The release of the report by Charles Duelfer and the Iraq Survey Group shows, once and for all time, that Scott Ritter was right. Let it be said that the entire mainstream media establishment, every single talking head and pontificating pundit who dismissed his input, owes Scott Ritter a gold-plated, diamond-studded apology. If karma had a living stick, those who ran Ritter down and cut him out would be forced to line up and kiss hiss ass in the middle of Times Square, simulcast on every network, in Spanish where available. He was right.
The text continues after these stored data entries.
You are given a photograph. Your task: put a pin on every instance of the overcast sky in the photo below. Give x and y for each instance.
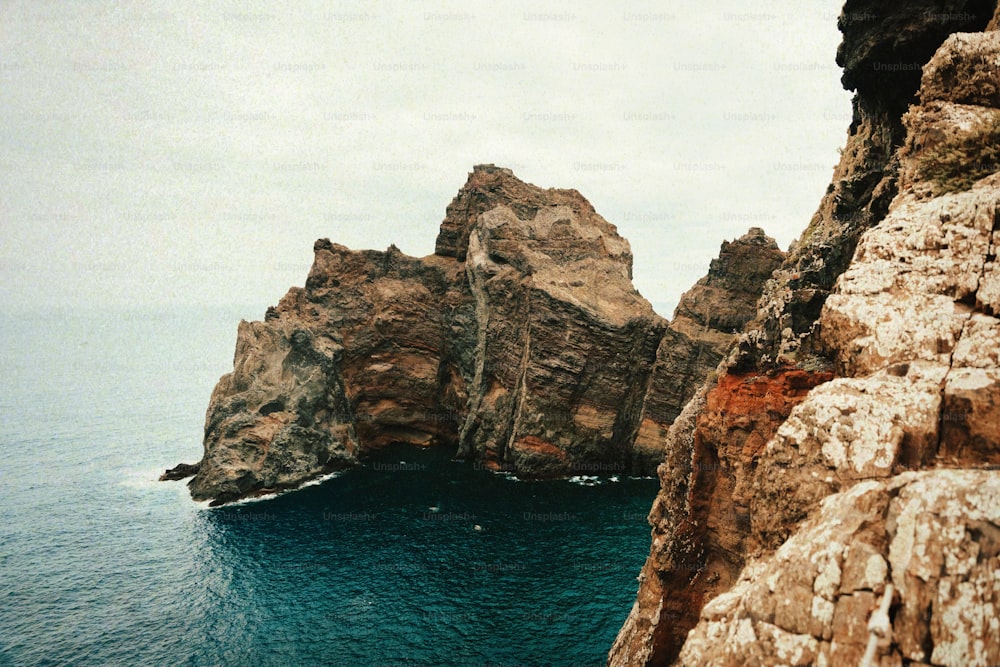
(176, 152)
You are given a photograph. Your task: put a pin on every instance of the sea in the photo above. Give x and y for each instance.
(411, 559)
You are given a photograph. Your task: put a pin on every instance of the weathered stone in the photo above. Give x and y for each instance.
(521, 343)
(910, 323)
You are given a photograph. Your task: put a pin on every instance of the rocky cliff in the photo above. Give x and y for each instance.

The publication of this book led to a seismic change in my life. Along with Ritter, I became one of the few people out there claiming that Iraq wasn't a threat, that the weapons weren't there, that weapons inspectors could prove this without a catastrophic war. I did dozens, hundreds of radio interview about this book. People thought I was nuts to say Hussein wasn't a threat; it was only a little more than a year since 9/11, and the Bush propaganda machine was ranging unchecked and unchallenged across the entire media spectrum.
Some of the reviews of the book that appeared on the Amazon page provide an apt description of the response I received:
"In the end, Ritter offer nothing new except political opinions based not on facts, but some other agenda which remains a mystery to Scott Ritter followers today." - October 1, 2002
"If this was a novel, it might be a little more forgivable. As it stands, this 'piece of work' (if any real work went into this joke of a book), is nothing but some un-informed leftist spouting-off anti-republican, liberalist nonsense. This author has no investigative ability at all, is somehow ignorant to the facts, or is just a common liar." - October 24, 2002
"It is a sloppily thrown together collage targeted to the 'no war in Iraq' crowd, and does not even feign objectivity." - November 18, 2002
"The book isn't well written, is clearly unfactual in the above and other areas, and, as has been noted by others, lacks a reference or bibliography. It might have been more honest to market it as fiction. There's certainly no answers here." - December 20, 2003
As for the aforementioned mainstream news media, their reaction was predictably nauseating. One example defines all: In the winter following the book's release, I got a call from an MSNBC producer. Hans Blix and the weapons inspectors had only been in Iraq a few days, and this producer wanted me on one of the pundit shows show. The catch, however, was that she wanted me to talk about what the inspectors were doing wrong. "What if I think they aren't doing anything wrong?" I asked. Silence on the line. A short chuckle. A demurral. A click. If I wasn't going to slam the inspectors, I wasn't wanted on MSNBC. This is one of the thousand reasons I want to break furniture whenever people take that network, or any of its on-air 'talent,' seriously.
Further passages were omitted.